Blitzmeldung zum Start der DSGVO – Newsletter & Co.

In wenigen Tagen ist es soweit, die DSGVO tritt ihren ‚Dienst‘ an. Doch wer ist denn schon tatsächlich vorbereitet? Welcher Heilpraktiker, welcher Physiotherapeut, welcher Arzt, welches Fitnessstudio hat denn eigentlich schon alle AV-Verträge (Auftragsverarbeitungsverträge) beisammen?

Nehmen wir einmal das Beispiel Newsletter. Ich z.B. nutze das Kommunikations-Tool des Newsletters um mit meinen Kunden in Kontakt zu bleiben oder diese über Neuerungen zu informieren. Doch was passiert denn eigentlich mit dem Newsletter, wenn die DSGVO an den Start geht?

Also ich für meinen Teil werde mit meinem Newsletter wie folgt verfahren, ich werde alle personenbezogenen Daten löschen und damit alle personenbezogenen Daten meiner Kunden in der Newsletterdatenbank. Eine ziemlich blöde aber in Anbetracht der hohen Strafen, sinnvolle Vorgehensweisen, wie ich finde.

Ich habe zwar Einverständniserklärungen meiner Kunden für den Newsletter, diese gelten auch nach dem Inkrafttreten der DSGVO weiter, jedoch sind dort nicht alle Forderungen, welche die DSGVO aufstellt, enthalten.
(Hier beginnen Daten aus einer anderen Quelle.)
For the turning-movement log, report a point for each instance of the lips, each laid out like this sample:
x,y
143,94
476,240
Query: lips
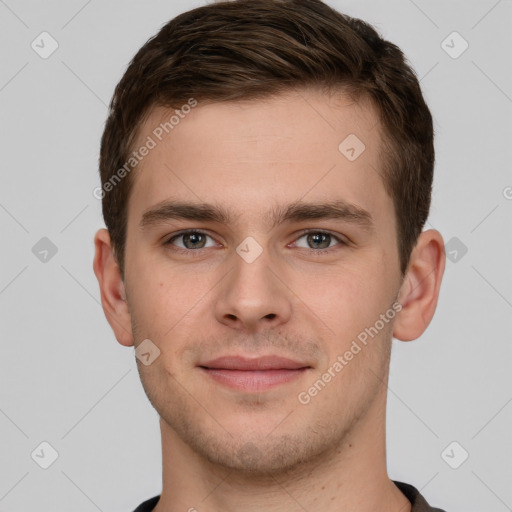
x,y
259,363
253,375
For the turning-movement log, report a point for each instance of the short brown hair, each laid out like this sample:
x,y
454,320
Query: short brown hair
x,y
250,49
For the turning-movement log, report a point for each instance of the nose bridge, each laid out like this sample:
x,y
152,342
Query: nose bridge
x,y
251,293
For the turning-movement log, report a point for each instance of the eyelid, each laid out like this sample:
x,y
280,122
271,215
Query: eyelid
x,y
340,239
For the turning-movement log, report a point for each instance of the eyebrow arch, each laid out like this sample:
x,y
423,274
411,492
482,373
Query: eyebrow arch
x,y
297,211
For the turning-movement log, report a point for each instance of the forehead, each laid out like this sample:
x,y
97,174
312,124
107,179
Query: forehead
x,y
302,145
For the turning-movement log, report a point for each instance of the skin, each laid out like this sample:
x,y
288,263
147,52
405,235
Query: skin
x,y
224,449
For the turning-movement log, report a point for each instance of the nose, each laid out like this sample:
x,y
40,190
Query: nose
x,y
253,297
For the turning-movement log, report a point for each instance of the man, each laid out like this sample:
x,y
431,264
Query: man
x,y
266,173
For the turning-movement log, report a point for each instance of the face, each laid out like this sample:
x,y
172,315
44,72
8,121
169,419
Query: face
x,y
294,256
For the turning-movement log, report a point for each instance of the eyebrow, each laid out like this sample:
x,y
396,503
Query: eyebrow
x,y
294,212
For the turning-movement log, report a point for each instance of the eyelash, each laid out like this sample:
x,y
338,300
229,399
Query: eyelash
x,y
197,252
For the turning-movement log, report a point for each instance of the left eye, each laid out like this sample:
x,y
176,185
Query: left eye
x,y
318,240
192,240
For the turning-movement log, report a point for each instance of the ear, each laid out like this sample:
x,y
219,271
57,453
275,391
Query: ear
x,y
113,294
420,288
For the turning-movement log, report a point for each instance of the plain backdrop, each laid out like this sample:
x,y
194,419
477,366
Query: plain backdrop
x,y
64,380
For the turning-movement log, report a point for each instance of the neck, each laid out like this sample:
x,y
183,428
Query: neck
x,y
349,477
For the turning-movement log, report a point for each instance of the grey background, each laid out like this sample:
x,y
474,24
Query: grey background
x,y
63,377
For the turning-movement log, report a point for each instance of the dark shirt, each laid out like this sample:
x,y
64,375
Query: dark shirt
x,y
411,493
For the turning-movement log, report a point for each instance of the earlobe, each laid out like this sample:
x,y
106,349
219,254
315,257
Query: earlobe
x,y
420,288
113,295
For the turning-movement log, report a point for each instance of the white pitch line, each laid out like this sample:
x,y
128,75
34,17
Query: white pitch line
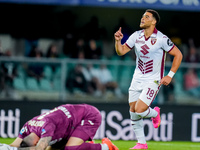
x,y
179,145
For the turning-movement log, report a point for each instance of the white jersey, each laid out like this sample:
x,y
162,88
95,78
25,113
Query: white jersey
x,y
150,54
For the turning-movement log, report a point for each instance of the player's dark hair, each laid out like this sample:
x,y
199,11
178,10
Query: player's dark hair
x,y
155,15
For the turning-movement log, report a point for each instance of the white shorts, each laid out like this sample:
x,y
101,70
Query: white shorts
x,y
145,91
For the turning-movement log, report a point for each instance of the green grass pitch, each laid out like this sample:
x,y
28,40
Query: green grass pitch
x,y
125,145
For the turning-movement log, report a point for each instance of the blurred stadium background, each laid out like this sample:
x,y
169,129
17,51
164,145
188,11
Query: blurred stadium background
x,y
46,45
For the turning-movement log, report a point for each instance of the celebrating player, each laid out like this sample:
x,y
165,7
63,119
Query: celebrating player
x,y
150,47
65,127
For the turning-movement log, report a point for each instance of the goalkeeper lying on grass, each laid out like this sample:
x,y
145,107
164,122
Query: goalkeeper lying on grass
x,y
66,127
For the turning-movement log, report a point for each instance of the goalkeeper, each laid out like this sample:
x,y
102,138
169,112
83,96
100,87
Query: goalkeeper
x,y
66,127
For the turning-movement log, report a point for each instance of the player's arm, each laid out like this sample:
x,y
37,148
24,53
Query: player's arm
x,y
177,59
16,142
120,49
175,65
41,145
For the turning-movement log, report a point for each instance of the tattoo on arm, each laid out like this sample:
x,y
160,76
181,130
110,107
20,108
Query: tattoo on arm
x,y
41,145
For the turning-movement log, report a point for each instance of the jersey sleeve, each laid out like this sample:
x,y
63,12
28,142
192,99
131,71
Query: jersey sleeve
x,y
167,44
131,40
48,130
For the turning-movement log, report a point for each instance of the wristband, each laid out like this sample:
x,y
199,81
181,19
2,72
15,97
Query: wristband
x,y
171,74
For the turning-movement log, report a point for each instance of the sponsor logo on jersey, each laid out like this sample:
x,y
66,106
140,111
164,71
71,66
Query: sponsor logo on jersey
x,y
153,41
144,49
145,67
140,41
169,42
36,123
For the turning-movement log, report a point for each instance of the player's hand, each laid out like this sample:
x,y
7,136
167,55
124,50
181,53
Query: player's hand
x,y
165,80
4,147
118,35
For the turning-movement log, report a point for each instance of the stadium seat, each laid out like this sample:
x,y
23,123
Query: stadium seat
x,y
45,85
57,73
32,84
48,73
19,84
57,84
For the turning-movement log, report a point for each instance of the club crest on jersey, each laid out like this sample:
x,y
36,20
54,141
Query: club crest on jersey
x,y
153,41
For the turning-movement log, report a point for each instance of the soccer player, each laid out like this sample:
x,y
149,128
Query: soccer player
x,y
150,47
65,127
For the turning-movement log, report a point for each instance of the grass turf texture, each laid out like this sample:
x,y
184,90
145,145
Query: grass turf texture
x,y
125,145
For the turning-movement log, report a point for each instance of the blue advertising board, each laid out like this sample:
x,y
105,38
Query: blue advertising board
x,y
178,5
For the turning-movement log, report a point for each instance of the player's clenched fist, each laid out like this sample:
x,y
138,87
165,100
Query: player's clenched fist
x,y
118,35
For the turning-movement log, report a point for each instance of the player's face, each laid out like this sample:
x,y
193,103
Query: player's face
x,y
147,20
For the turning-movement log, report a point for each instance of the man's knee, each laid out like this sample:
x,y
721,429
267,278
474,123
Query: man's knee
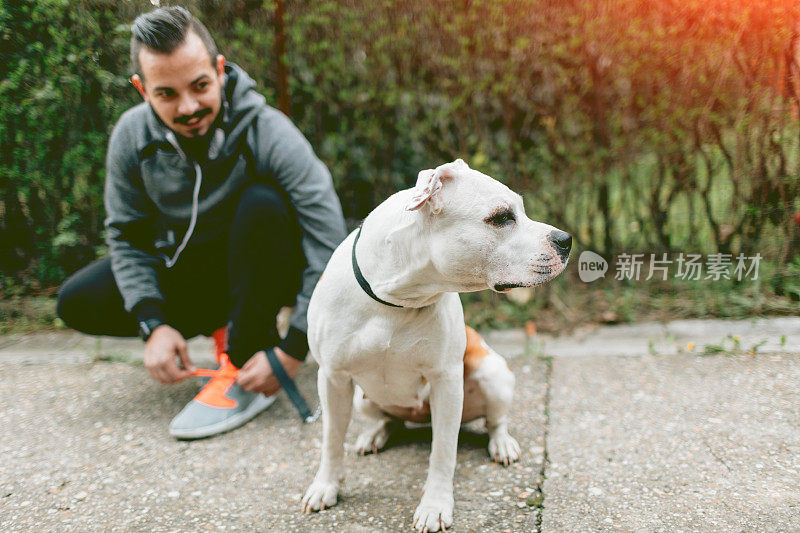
x,y
67,307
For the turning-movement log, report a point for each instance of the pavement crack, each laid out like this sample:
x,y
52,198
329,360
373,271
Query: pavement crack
x,y
537,500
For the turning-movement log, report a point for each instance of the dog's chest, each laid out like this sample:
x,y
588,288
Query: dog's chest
x,y
389,364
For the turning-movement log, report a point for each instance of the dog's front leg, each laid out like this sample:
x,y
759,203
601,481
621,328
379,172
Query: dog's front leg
x,y
336,399
435,510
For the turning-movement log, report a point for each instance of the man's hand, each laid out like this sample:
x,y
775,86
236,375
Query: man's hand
x,y
160,351
256,374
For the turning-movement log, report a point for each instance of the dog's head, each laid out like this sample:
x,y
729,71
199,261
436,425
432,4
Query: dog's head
x,y
480,234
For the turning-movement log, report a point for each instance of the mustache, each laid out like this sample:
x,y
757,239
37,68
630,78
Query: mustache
x,y
198,114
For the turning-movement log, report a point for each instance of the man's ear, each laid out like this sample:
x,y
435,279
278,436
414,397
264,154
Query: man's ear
x,y
220,62
429,183
139,84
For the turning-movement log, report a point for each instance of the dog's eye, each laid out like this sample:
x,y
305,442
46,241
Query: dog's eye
x,y
503,218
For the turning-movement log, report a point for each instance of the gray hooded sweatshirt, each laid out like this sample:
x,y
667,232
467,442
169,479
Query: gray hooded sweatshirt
x,y
156,194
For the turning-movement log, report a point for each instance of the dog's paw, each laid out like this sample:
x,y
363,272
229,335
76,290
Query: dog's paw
x,y
320,495
433,513
372,439
504,449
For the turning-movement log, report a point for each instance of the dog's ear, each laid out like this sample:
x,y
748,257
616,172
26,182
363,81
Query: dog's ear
x,y
429,183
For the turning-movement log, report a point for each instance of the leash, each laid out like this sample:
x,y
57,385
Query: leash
x,y
291,389
362,280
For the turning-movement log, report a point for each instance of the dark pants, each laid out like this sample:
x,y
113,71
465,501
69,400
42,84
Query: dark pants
x,y
243,280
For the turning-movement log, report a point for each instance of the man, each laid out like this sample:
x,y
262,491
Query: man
x,y
218,213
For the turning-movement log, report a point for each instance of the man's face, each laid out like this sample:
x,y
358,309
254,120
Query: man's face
x,y
183,87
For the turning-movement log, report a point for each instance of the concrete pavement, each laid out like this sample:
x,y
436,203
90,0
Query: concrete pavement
x,y
627,428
Jetzt könnte ich natürlich hergehen und im Vorfeld, also quasi jetzt und sofort, alle Kunden anschreiben und sie bitten eine neue Einverständniserklärung zu bestätigen, doch mal ehrlich wie viele solcher E-Mails haben Sie denn in den letzten Tagen bekommen zum Update der Einverständniserklärungen und Datenschutzerklärungen?

 

Das Problem bei der Sache ist, dass wenn einige Kunden zustimmen und andere nicht, ich dann meine Newsletterdatenbank akribisch durchsuchen muss, damit ein Kunde, der nicht zugestimmt hat, auch zukünftig keine Nachrichten (E-Mails) mehr erhält.

 

Ganz aktuell hat der Nachrichtensender n-tv.de dazu heute eine Pressemitteilung herausgegeben.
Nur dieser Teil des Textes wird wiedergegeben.